Closer to home, I am also working with researchers from the Univ. of Oregon and the Univ. of Nebraska on a National Science Foundation grant proposal to use biochar bags to mitigate the HABs that foul Tenmile Lake on the Oregon coast every summer (if DOGE doesn’t pull the funding). As part of that project, I am currently working with Dr. Mick Davis, a physics professor at Umpqua Community College, to design and test an environmental gas analyzer to measure the activity of denitrifying microorganisms that remove dissolved nitrogen from the water and convert it into harmless nitrogen gas.

 

Urine Diversion: As noted above, SE Mass. and the Islands have very porous soils, and the best solution to groundwater contamination is to keep nutrients out of the soil in the first place. Since 70-80% of the nitrogen that comes out of humans is in the form of urea, a system to divert urine from the waste stream could greatly decrease groundwater contamination at a relatively small expense. Significant amounts of phosphorus, potassium, and other HAB-promoting nutrients are also produced in urine, and biochar charged with these nutrients can be used to recycle them back into agricultural soils.

U2N2 Bioreactor: Urine is introduced into the funnel at the top and travels to the bottom of the barrel. It then passes up through biochar where nutrients are adsorbed onto the biochar substrate. One guild of bacteria breaks the urea down to ammonium which is then converted to nitrite and then nitrate by two other guilds of bacteria.
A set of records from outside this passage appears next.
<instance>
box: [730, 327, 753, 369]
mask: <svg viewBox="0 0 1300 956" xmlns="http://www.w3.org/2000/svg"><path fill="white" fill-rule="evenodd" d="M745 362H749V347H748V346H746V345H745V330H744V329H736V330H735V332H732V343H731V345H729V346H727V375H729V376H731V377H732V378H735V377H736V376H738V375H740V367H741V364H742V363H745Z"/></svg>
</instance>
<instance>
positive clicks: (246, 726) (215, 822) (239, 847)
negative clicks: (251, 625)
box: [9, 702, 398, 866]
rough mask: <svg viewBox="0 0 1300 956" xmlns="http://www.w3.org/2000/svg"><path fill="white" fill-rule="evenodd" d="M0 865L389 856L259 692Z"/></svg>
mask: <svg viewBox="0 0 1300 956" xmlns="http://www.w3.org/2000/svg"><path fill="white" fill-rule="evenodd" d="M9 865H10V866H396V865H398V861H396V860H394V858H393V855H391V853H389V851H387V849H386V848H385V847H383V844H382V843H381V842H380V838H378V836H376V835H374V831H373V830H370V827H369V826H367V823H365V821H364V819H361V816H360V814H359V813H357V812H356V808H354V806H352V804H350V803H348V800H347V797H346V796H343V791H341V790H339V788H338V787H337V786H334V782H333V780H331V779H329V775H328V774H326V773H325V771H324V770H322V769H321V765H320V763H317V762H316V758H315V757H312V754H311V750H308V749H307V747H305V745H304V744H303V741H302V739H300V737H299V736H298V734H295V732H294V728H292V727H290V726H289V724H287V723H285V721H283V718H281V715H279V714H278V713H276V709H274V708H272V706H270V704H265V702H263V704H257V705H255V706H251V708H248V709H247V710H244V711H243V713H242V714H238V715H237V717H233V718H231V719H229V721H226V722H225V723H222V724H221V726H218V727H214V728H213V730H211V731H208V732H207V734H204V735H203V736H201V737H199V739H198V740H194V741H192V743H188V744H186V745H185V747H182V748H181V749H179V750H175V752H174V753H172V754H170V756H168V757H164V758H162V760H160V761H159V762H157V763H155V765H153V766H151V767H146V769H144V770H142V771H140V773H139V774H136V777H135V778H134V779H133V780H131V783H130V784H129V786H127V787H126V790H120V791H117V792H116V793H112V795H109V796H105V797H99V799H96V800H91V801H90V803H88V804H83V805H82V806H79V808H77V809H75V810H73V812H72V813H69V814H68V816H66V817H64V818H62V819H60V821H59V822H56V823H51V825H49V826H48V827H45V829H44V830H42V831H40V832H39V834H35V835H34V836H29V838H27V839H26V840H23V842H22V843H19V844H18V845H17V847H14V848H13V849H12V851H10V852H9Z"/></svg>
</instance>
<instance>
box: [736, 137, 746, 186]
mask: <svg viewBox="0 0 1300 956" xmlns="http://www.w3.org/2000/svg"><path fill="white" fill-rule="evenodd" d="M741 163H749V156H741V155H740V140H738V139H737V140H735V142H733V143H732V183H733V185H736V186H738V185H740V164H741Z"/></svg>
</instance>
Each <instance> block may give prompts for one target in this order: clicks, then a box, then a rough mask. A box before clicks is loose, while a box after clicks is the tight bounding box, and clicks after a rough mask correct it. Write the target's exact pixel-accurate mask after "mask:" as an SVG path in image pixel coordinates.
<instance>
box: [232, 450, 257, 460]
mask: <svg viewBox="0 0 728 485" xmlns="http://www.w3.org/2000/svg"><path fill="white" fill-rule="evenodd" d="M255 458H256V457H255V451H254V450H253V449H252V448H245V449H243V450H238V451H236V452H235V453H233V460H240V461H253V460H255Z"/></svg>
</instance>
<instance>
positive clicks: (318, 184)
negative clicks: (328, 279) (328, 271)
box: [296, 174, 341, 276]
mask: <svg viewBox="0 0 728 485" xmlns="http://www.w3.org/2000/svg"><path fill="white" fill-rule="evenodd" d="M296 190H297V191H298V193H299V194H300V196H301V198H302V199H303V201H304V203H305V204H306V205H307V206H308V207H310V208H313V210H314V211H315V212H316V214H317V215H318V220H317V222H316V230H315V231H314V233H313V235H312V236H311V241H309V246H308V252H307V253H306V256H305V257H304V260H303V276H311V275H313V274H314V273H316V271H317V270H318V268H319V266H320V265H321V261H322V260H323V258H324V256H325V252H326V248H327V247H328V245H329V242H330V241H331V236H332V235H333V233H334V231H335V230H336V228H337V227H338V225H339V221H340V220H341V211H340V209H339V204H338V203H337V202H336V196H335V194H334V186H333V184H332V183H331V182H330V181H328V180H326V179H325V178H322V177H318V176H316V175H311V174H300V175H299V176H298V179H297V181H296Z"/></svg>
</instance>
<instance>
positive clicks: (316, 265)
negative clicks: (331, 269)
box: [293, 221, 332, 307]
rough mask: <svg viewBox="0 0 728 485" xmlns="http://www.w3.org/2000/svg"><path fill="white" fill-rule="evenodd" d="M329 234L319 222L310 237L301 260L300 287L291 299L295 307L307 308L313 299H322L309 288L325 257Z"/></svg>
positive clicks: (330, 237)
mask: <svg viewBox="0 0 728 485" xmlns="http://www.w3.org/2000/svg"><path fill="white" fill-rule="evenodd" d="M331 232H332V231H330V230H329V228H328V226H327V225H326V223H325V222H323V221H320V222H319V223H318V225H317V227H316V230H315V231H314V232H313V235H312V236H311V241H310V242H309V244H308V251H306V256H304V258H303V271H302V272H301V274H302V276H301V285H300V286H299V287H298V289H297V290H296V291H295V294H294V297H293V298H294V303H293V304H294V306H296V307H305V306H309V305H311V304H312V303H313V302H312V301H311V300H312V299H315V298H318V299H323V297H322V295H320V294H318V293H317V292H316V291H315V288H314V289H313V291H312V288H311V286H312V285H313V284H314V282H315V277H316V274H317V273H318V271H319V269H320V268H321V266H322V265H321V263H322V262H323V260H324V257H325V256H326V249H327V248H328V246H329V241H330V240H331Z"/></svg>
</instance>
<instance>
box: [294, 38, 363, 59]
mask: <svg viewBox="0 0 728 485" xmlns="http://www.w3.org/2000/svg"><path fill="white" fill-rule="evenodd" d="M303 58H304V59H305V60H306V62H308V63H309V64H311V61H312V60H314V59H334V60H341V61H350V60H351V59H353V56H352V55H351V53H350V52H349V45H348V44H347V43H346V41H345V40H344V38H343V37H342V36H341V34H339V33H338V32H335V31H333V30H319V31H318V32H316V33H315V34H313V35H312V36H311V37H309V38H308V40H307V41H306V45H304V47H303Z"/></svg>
Denitrifying bacteria then convert the nitrate to harmless nitrogen gas (N2).

On my way to MV in April, I will stop at a lab on Cape Cod (the Massachusetts Alternative Septic Testing Center) to test a bioreactor that will physically remove phosphorus and other HAB-inducing nutrients from human urine by adsorption to biochar while biologically converting urea to nitrogen gas (dubbed “U2N2”). We will use the gas analyzer mentioned above to continuously monitor nitrogen and other gas production as microbes process urea. Once we have proof of concept, we will look to scale up the process in SE Mass and other areas with groundwater contamination issues.